Мартин смотрел на колышущиеся ветви сосны, пока рядом раздавались инфернальные звуки. Затем встал, протянул руку брату, стоявшему на четвереньках над боком клумбы.

— Мать меня убьет за это.

Мартин посмотрел на испоганенные цветы:

— Я потом включу поливалку.

— Ты правда отказался от сана? — Роджер принял ладонь, выпрямился.

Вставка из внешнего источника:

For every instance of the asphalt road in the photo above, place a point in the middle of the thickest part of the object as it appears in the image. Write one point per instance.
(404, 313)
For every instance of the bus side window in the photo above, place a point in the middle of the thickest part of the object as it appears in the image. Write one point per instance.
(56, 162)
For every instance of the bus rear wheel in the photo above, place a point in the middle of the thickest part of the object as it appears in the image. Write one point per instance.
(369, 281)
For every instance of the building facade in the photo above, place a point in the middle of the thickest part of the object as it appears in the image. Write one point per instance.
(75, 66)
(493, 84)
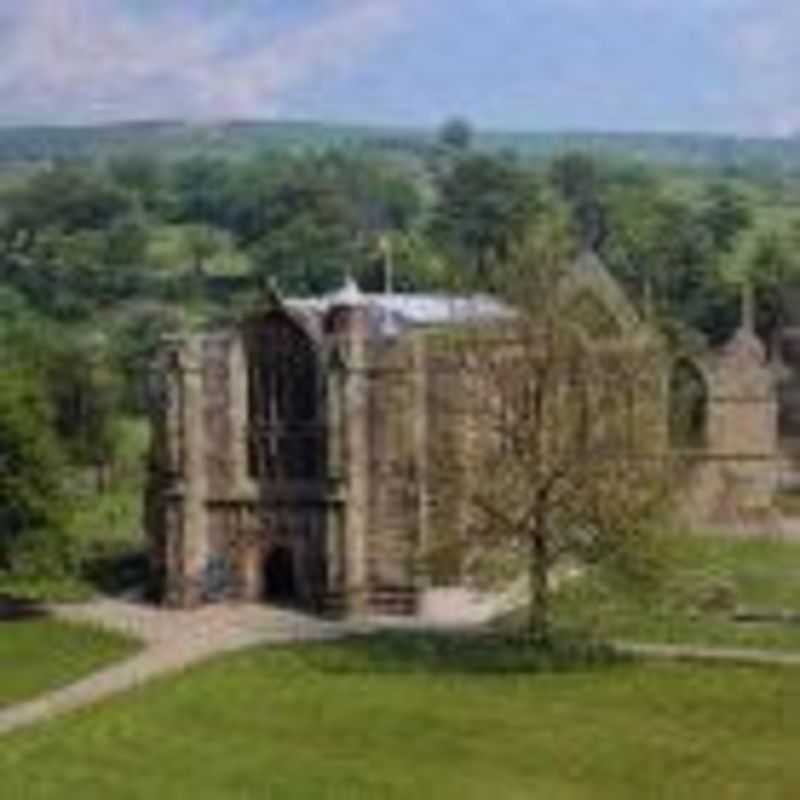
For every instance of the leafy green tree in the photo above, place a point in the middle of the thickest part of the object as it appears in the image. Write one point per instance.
(726, 213)
(456, 134)
(485, 204)
(582, 184)
(199, 184)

— Правда. Подал прошение, надо ждать.

Некоторое время братья молчали. Потом Роджер спросил:

— Что будешь делать теперь?

— Пытаться жить дальше.

Он ездил с Никки в рощу и к озеру. Купался на мелководье, пока братишка плавал до другого берега и назад. Выслушивал светские хроники и сравнительный анализ рецептов французских соусов от матери. По вторникам говорил с отцом, снова и снова правил свои идеи и ждал следующего вторника.

Он пришел в некое равновесие. Даже отважился подумать о последствии прошения, что подал сразу после разговора с Эвой. Ссоры с Эвой. Расставания с Эвой. Нет-нет-нет, только о конверте. О плотном белом конверте формата А4, посланном заказной почтой. И о том, что будет дальше. Мартин не имел четкого понятия, лишь смутные образы возможных событий. Робкие, неуверенные желания с неясным путем воплощения. Сказочные, по большей части. Но они все-таки были. Если смотреть на себя со стороны — то это хороший показатель. Куда лучше черной апатии, рожденной отчаянием.

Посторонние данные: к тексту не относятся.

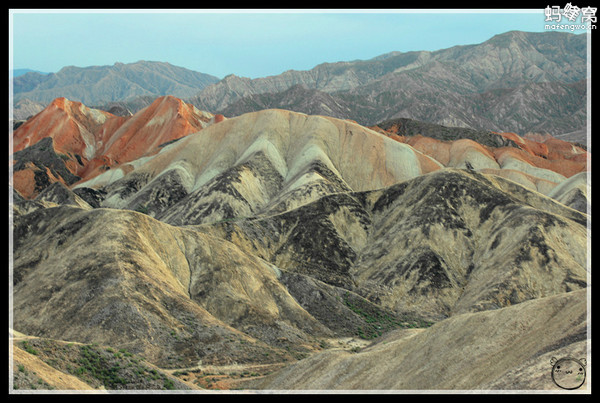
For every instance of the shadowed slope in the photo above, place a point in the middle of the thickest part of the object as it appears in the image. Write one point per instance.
(466, 352)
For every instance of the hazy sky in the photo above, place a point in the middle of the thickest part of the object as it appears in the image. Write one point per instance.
(249, 43)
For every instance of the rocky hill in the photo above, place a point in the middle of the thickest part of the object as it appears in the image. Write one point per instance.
(68, 141)
(274, 238)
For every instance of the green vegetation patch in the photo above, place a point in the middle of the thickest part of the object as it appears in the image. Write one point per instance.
(378, 321)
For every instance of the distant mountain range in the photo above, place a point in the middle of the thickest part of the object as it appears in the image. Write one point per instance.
(101, 84)
(516, 81)
(20, 72)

Внизу негромко говорили мама и Никки. В другое окно доносился рев музыки из спортзала — там Роджер разрабатывал руки.

Звезды высыпали на небо после недель туманов. Мартин смотрел на сияющую Венеру сквозь непривычно огромное окно своей комнаты. А потом решился опуститься на колени. Не на камни: на мягкий ковролин, ненавязчиво пахнущий лавандой. Он не молился так долго! И теперь обращался к Богу дерзко, своими словами, как стал бы говорить с равным, с человеком. С тем, кто точно поймет, хотя бы попробует понять… И услышал нечто, по чему тосковал. Знакомое, невесомое ощущение присутствия — как теплый ветер на щеке. Не смея поверить, не смея открыть глаз, сделал то, чего не делал никогда: лег на пол плашмя, в полном и беспрекословном подчинении, благоговении; от сердца, чествуя милосердного Творца Вселенной.

***

Квартирка нашлась по счастливому случаю: знакомый Сильвии женился на француженке и перед отъездом в Гренобль решил продать часть недвижимости. Дом на тихой улочке удачно выходил окнами на солнечную сторону. Две просторных комнаты и кухня, небольшая кладовка на чердаке и парковочное место у подъезда — о чем еще мечтать? Хозяину дома Эва тоже, вроде бы, понравилась (при активном участии Сильвии, разумеется), и он обещал рассмотреть вариант продажи без посредника. 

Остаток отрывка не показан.